As the community continues to react, the SVO’s investigation into the ad is already underway. According to the group’s spokeswoman, the results of the probe will be unveiled on Nov. 10—a week from today and two from the start of this ordeal.

The next evening, the American Leadership Forum, PACT, NAACP and the city of San Jose will host an online town hall to talk about race. The letter from faith groups ends with an invitation for the SVO, CAA and Association of Realtors to attend, and to invite their respective members to join the discussion, too.

Jennifer Wadsworth is the former news editor for San Jose Inside and Metro Silicon Valley. Follow her on Twitter at @jennwadsworth.

4 Comments

  1. Compliments to Ms. Wadsworth for thoughtful and thorough reportage on this issue.

    The scandal here is not only the racist nature of a number of Silicon Valley Organization (SVO) attack ads against disfavored candidates in recent years, it is also about the class nature of the SVO’s agenda, the SVO as a revolving door, business-driven and business-centered nexus of current, former and future local politicians, and the complacency and unconcern about that agenda on the part of nearly all local media and, even more troubling, on the part of non-profit, community and faith organizations.

    As the SVO collapses under the weight of its infamous past, its powerful constituent businesses, and the powerful people who own and manage them, will no doubt seek to reconstitute a mechanism to exercise their overbearing dominance over the political and legislative agenda at all levels of governance. The question is: why have non-profit and community organizations–purportedly committed to social, racial and economic justice–joined the SVO, thereby associating with some of the most nefarious organized business interests in our society? Moreover, should such associations continue in the future?
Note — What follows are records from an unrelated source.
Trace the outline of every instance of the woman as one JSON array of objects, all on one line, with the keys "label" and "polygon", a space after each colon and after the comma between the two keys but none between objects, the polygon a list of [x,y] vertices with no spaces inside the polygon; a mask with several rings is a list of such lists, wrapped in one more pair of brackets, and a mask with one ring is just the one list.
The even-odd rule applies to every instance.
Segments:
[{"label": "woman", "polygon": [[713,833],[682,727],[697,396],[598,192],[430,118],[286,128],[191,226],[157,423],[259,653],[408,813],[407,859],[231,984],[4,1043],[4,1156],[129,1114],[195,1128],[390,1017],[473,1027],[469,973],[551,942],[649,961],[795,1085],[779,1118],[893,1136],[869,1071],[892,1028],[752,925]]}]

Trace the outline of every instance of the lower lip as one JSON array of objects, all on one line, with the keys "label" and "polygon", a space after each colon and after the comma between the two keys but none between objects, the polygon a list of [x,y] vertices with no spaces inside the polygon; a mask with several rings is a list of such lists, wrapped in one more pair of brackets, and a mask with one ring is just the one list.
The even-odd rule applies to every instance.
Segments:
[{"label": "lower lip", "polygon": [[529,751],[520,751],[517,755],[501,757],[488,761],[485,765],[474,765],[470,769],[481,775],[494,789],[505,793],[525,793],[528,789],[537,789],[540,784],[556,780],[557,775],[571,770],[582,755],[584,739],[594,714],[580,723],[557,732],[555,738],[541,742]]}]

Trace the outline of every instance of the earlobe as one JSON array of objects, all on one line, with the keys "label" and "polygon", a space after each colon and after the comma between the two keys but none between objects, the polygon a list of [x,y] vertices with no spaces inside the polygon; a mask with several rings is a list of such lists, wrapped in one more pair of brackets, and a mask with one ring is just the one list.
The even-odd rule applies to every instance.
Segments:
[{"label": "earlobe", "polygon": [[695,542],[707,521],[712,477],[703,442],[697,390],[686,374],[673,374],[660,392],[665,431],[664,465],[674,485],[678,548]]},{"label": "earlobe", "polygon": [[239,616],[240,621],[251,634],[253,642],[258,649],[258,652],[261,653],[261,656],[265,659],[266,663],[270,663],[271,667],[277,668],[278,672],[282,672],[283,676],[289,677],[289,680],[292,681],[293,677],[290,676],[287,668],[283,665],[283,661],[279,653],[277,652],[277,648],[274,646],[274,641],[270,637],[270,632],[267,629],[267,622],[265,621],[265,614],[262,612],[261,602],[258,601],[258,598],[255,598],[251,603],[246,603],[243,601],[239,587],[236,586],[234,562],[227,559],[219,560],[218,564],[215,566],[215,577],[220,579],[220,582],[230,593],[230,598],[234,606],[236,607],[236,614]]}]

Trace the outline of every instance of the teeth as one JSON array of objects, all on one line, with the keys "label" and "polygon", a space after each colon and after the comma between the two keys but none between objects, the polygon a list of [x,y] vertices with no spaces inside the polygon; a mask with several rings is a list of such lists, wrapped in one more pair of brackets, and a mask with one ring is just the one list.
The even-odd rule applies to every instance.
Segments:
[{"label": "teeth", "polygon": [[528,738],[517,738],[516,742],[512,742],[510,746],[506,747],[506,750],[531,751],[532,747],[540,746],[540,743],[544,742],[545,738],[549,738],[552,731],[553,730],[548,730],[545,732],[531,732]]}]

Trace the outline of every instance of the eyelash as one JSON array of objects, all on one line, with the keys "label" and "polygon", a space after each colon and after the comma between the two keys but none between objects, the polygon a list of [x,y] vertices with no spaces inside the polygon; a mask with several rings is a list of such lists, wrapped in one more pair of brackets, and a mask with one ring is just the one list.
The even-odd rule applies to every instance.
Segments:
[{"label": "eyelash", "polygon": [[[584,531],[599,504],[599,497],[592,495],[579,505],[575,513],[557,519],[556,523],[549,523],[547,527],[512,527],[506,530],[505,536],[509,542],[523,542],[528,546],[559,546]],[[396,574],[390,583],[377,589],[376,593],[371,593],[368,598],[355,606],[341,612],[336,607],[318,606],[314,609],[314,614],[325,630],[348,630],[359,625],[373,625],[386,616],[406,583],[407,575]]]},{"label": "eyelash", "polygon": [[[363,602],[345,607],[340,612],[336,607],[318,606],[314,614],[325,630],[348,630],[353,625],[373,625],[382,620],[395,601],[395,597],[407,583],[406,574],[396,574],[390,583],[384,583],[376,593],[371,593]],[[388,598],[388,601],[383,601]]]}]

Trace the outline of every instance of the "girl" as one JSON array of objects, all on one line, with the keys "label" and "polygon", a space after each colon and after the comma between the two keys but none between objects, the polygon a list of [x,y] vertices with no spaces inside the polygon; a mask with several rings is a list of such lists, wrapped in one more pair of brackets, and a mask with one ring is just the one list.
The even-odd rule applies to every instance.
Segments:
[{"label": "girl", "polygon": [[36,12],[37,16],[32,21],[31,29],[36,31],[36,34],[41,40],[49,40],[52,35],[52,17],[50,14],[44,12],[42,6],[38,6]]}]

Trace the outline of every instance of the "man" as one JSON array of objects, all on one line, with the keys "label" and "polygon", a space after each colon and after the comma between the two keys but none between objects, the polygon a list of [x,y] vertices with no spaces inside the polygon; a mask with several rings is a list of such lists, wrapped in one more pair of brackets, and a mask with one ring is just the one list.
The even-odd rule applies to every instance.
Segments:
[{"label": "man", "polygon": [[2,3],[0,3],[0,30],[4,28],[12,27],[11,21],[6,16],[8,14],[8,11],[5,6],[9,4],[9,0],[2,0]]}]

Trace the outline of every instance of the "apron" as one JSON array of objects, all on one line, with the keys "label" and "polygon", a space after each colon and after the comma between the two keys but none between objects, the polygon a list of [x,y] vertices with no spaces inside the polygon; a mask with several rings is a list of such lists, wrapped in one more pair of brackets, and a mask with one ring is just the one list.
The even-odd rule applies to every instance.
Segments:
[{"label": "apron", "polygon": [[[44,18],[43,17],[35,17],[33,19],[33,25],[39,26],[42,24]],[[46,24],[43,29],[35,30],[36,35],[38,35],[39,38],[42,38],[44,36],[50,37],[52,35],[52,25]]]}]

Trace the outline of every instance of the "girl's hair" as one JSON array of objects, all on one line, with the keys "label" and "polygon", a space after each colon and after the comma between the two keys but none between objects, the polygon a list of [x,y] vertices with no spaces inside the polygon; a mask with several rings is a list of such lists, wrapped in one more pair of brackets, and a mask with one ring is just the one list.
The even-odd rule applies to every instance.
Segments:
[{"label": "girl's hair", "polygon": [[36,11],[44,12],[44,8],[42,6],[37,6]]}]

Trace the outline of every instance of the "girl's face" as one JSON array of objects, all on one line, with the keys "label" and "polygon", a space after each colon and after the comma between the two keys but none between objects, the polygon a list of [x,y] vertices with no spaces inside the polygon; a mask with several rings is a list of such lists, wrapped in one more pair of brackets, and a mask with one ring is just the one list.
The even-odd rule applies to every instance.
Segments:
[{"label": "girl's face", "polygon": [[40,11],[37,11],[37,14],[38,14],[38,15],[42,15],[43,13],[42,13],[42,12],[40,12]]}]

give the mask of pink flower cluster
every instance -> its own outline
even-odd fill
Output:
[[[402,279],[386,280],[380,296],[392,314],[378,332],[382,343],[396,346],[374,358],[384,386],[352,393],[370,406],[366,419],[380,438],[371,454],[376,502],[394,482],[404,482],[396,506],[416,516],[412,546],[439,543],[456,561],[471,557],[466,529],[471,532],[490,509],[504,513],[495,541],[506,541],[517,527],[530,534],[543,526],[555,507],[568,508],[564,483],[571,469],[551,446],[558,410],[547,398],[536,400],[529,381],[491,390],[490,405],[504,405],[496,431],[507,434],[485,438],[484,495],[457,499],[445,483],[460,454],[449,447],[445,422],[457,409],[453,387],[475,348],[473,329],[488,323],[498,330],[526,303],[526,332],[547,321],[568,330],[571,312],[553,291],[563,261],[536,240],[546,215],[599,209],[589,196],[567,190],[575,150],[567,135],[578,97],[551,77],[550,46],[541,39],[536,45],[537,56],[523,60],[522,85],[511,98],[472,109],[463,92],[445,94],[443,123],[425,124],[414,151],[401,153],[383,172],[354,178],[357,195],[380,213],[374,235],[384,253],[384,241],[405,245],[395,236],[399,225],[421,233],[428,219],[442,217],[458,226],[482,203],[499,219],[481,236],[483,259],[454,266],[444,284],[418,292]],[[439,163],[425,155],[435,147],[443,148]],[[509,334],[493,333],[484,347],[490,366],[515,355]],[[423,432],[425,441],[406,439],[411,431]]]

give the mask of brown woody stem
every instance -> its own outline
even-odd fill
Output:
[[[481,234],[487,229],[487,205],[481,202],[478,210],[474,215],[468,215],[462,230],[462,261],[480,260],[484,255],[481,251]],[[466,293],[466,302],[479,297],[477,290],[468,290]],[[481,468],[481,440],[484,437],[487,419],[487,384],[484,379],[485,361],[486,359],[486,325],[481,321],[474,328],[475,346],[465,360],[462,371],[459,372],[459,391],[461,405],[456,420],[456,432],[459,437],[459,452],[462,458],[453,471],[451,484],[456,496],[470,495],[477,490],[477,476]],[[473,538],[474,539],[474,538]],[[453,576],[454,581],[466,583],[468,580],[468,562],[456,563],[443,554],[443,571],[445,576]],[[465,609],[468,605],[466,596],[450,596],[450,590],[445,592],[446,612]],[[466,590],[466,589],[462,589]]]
    It seems to me that the main beneficiaries of such associations are the profit-driven, socially noxious businesses who gain significant public relations benefits. Harmful business outcomes including less than livable wages and dangerous working conditions; workers and families lacking basic health care and neighborhoods and communities subjected to the physical and environmental harm of production processes all get a pass because the businesses donate to this or that charitable, non-profit or faith organization. Business lobbying for reduced taxes at all levels starves the public sector, contributing to reduced public services and poverty, effects disproportionately borne by Hispanic/Latino, Asian and Black residents of this city and region. Not to worry, say the business, we give to this or that community or non-profit organization.

    Rather than collaborating with the business elites who are the principal beneficiaries of a rigged and unjust socio-economic system, shouldn’t principled and committed people (not to mention the media) maintain arms-length opposition to such elites? Shouldn’t the faith-based organizations reconcile themselves to the truth that hierarchies of power and wealth are inimical to a sustainable, just and peaceful future?

  2. Can’t say it any better than Econoclast – well done. My only remaining question is the identity of the mysterious “web administrator” – who is being protected so vigilantly by SVO? Doesn’t this shielding of the person responsible for posting the piece point up that they’re not going to completely change their ways?

  3. Good riddance is all I can say. But unfortunately this group will not simply disappear and will rename themselves.